Ronon obediently took to the shade, scaling a low-hanging branch and swinging himself up into the canopy it and its siblings offered. He couldn’t help asking, though, “Why Turen? She’s the smallest of us — she can’t run as fast or cover as much ground.”
“She’s fast enough,” Nekai told him from a spot between two thick protruding roots a few trees over. All the foliage muffled his voice oddly, but it was just loud enough to reach Ronon if he strained to hear. “And she’s the most agile of us. Plus she’s not as good in an ambush, so she’s better for bait.”
Ronon mused on that as he settled in to wait. Not as good in an ambush — that must be because of what Adarr had said back in the dome, about how Turen preferred blades to guns. They wouldn’t be much use at range, but she’d be able to strike fast if a Wraith got in too close — like trying to feed off a Runner it thought was helpless.
The area grew quiet as their various rustlings and creakings faded away, and Ronon closed his eyes, determined to be as patient as he could manage. There was no telling how far Turen would run before turning back — she wanted to get far enough away that the Wraith wouldn’t start from here, but close enough that she could get back to this spot easily and could reach it before they found her.

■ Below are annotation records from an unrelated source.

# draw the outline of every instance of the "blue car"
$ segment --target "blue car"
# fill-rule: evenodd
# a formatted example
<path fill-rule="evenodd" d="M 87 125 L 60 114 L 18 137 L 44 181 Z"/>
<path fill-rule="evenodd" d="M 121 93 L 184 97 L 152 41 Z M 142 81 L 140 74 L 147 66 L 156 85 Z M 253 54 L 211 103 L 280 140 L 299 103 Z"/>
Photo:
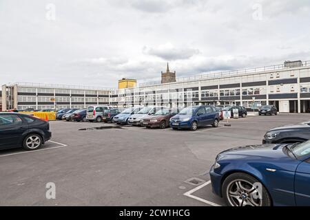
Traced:
<path fill-rule="evenodd" d="M 228 206 L 310 206 L 310 141 L 223 151 L 210 177 Z"/>
<path fill-rule="evenodd" d="M 190 129 L 196 131 L 198 126 L 211 124 L 216 127 L 220 122 L 220 116 L 213 106 L 191 106 L 183 109 L 170 119 L 170 126 L 173 129 Z"/>
<path fill-rule="evenodd" d="M 137 113 L 138 111 L 141 110 L 143 108 L 143 107 L 138 107 L 126 109 L 113 118 L 113 122 L 118 124 L 127 124 L 128 119 L 130 116 Z"/>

Ronon assumed she knew the right distance from previous hunts, and he figured she could take care of herself regardless. His biggest concern right now was remembering what Nekai had taught him about being still — he didn’t want his growing impatience to manifest as shifting restlessly on his perch, because the sound and motion could give all of them away.
So he waited.
Ronon wasn’t sure how long he’d rested — he’d slipped into a light doze, conserving energy and resting but still alert enough that he could wake at any time — before something woke him. He blinked once, twice, careful not to stretch or yawn as he glanced around. He could just make out Nekai between the roots but the V’rdai leader didn’t move a muscle. Between them Adarr was up in the branches of another tree, and he was so still Ronon thought at first he was looking at a collection of sun-bleached sticks. Frayne was on Ronon’s other side, as were Banje and Setien, and he didn’t dare turn his head to look at them but he guessed none of them had made the noise he’d heard through his sleep. Which meant it was probably Turen.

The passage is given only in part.